To be successful, schools in the 21st-century should focus on coherency and time. That's what the National Association of Secondary School Principals recommends in Breaking Ranks: Changing an American Institution.

Coherency is curricula that offers real-world learning and application. Time is scheduling with enough flexibility to adapt to a student's abilities.

Enrollment will fluctuate as the curriculum expands and the schedule changes. This may affect building size. As a school adds programs, such as on-the-job-training, exploratory programs, mentoring, community service and tech classes, the number of students in the school during any specific period may be 10 to 20 percent less than the stated enrollment.

If all students are not in the building at all times, some may get their lunch off campus, and perhaps the food-service facility can be smaller.

Class sizes may vary from five students to more than 30 — thus, some classrooms may not be used efficiently. Operating a traditional schedule of six or seven periods per day creates different needs than a block or flex schedule.
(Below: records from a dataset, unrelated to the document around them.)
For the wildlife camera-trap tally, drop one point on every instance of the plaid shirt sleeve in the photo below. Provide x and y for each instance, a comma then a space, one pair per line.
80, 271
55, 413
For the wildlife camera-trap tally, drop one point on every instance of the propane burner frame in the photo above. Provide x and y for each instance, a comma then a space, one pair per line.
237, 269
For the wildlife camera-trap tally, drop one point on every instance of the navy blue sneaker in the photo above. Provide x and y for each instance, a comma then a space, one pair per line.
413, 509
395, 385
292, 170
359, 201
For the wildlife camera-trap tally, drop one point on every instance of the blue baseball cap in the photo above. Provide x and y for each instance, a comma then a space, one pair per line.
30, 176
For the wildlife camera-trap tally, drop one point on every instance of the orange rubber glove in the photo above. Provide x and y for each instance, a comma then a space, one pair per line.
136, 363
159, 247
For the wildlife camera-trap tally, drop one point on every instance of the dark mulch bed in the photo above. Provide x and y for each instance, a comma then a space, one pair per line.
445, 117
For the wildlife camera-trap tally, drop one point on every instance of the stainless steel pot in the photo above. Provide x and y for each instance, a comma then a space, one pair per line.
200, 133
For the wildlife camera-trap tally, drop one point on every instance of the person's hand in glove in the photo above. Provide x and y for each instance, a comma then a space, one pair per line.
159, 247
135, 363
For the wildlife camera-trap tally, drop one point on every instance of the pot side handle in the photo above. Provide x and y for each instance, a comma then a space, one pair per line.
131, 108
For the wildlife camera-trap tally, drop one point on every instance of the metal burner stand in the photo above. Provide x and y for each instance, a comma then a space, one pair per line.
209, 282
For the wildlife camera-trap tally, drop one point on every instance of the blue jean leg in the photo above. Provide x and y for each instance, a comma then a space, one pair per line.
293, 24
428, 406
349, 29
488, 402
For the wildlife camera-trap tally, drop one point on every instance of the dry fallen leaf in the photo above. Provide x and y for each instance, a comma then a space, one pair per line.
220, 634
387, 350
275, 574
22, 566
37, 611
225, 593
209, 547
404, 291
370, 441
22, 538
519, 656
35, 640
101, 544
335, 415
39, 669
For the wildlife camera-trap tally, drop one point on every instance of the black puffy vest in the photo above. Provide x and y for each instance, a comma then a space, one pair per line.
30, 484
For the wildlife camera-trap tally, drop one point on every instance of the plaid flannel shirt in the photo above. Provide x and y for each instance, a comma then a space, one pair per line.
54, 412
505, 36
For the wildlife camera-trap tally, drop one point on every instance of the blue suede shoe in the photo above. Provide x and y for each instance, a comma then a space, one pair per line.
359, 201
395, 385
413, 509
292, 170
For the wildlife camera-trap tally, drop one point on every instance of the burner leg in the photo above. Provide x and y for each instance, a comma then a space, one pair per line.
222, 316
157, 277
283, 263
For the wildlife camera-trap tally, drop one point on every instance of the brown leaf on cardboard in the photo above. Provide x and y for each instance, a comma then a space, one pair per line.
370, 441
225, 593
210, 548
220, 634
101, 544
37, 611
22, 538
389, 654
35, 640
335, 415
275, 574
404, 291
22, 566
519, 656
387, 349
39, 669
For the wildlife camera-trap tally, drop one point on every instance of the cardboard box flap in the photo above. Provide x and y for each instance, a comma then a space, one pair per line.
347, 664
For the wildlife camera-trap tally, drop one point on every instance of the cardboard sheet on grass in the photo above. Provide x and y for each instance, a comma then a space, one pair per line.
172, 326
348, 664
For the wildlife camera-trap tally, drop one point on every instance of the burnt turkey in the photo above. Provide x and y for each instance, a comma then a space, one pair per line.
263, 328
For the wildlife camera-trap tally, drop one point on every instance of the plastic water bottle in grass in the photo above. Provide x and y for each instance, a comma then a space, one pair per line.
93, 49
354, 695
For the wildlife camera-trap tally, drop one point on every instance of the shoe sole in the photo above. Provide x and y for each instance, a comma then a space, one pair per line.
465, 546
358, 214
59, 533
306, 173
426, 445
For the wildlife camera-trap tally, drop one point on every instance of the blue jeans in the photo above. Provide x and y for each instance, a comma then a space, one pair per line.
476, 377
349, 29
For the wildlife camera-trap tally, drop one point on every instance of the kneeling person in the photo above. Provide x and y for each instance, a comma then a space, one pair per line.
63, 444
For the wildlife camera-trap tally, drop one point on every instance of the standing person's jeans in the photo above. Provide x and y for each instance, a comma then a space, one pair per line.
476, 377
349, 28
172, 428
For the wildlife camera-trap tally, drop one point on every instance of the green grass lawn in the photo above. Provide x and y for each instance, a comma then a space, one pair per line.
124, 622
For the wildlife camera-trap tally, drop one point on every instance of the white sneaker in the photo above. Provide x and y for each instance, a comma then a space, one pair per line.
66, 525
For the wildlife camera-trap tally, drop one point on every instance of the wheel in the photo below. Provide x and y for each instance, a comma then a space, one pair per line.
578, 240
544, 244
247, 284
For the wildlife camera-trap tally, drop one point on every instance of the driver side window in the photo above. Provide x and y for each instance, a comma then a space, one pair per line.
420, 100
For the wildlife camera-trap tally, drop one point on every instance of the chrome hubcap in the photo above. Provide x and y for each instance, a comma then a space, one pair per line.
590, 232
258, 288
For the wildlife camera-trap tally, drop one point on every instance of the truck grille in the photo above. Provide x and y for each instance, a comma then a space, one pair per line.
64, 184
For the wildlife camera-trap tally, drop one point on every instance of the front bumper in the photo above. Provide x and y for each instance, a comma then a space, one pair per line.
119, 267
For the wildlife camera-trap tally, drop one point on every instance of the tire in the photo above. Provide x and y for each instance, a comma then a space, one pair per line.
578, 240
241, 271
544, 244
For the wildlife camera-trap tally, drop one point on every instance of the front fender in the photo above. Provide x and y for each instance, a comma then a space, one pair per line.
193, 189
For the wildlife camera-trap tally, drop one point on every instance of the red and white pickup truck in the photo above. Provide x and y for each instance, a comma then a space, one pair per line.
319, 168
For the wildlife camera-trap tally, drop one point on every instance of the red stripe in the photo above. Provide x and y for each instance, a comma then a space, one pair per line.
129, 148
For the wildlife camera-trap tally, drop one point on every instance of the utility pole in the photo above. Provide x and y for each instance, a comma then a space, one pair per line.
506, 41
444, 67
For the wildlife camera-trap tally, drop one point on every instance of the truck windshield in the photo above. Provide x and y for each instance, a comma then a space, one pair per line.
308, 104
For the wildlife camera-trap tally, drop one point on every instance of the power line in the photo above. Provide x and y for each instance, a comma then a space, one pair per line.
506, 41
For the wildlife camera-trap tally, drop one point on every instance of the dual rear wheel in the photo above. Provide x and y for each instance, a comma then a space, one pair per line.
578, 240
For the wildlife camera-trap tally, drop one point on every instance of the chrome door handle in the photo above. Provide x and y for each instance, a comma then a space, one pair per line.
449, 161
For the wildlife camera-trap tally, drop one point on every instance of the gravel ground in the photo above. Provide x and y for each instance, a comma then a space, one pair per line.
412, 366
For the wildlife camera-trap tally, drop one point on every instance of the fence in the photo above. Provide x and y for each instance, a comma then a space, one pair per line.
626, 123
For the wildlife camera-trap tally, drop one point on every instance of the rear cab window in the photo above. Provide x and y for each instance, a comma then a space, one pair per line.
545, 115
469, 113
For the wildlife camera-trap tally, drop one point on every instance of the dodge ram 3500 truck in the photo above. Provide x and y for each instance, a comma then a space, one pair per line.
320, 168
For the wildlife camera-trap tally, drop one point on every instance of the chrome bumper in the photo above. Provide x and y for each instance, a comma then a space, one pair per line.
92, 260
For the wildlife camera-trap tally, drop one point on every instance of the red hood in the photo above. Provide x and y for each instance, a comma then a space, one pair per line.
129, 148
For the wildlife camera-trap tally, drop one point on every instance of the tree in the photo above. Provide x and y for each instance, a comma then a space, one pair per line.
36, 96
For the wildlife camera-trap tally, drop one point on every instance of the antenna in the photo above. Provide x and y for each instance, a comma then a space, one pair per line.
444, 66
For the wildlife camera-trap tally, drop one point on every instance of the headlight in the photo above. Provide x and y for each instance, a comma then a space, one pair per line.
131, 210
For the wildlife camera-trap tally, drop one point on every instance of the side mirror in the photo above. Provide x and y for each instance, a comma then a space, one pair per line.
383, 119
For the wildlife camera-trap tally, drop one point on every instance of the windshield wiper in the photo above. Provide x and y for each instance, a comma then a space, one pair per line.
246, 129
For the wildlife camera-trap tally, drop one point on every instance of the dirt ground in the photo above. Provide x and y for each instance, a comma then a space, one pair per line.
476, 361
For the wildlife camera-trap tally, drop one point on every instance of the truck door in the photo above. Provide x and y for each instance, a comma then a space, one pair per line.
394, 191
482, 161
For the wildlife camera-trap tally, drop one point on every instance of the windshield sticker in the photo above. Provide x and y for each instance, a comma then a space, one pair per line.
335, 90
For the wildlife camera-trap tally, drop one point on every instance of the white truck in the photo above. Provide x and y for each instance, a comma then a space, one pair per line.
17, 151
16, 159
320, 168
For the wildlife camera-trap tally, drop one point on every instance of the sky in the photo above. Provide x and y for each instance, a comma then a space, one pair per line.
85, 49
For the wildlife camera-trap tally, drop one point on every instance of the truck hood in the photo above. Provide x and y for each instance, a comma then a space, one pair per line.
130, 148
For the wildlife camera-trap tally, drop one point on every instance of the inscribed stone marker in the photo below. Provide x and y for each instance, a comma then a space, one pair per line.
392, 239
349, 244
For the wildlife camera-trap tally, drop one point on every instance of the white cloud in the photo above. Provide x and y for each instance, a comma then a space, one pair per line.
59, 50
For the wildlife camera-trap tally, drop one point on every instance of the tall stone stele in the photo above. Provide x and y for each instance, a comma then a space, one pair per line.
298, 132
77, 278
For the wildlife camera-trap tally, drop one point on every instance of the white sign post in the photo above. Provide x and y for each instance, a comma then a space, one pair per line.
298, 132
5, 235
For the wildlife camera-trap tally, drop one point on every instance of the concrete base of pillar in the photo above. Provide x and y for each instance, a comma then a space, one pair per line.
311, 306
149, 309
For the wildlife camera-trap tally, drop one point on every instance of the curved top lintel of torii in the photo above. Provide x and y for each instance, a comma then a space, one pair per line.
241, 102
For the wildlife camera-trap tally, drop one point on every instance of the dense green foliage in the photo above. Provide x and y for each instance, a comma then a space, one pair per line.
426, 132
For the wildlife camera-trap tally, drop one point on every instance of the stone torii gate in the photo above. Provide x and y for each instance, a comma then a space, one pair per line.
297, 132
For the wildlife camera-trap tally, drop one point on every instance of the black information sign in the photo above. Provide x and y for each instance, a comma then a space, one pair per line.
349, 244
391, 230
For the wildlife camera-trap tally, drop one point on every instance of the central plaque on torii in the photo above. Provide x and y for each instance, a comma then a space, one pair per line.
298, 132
Administrators should check each period of the day to determine the actual number of students in the building. Then, they should evaluate each quarter, semester or marking period, because those tallies also will vary. Subjects with heavy enrollment in one quarter may be light in the next quarter, resulting in empty classrooms.

Schools also should analyze the pattern of students relocating off-campus in different marking periods.

Schools should review this pattern over several years to determine if having 10 to 20 percent of students off campus at any given time is the norm.

If a significant percentage of the students are not continually in the building throughout the day, can the building be reduced in size by a comparable amount?

That depends on the kinds of spaces targeted for reduction. Eliminating an academic classroom will affect a building's size and cost differently than eliminating a science classroom, industrial-tech classroom, or physical-education station. Each space has unique characteristics.

Eliminating several instructional spaces or reducing the size of the food-service area and other support facilities may allow a school to reduce the size of heating, ventilating, air-conditioning, electrical and technical equipment. The initial cost savings are minor compared with savings in life-cycle operational, maintenance and staffing costs.

Another way for schools to save space is to eliminate one academic house and use a house-sharing concept.

Students in one grade study their exploratory courses in other areas of the building while two grades are studying their academics; these schedules would reverse in the afternoon.

One complete house can be eliminated and the building can be downsized using this arrangement, but designers must be sure to include sufficient numbers of offices, prep areas and lockers for all students and staff members.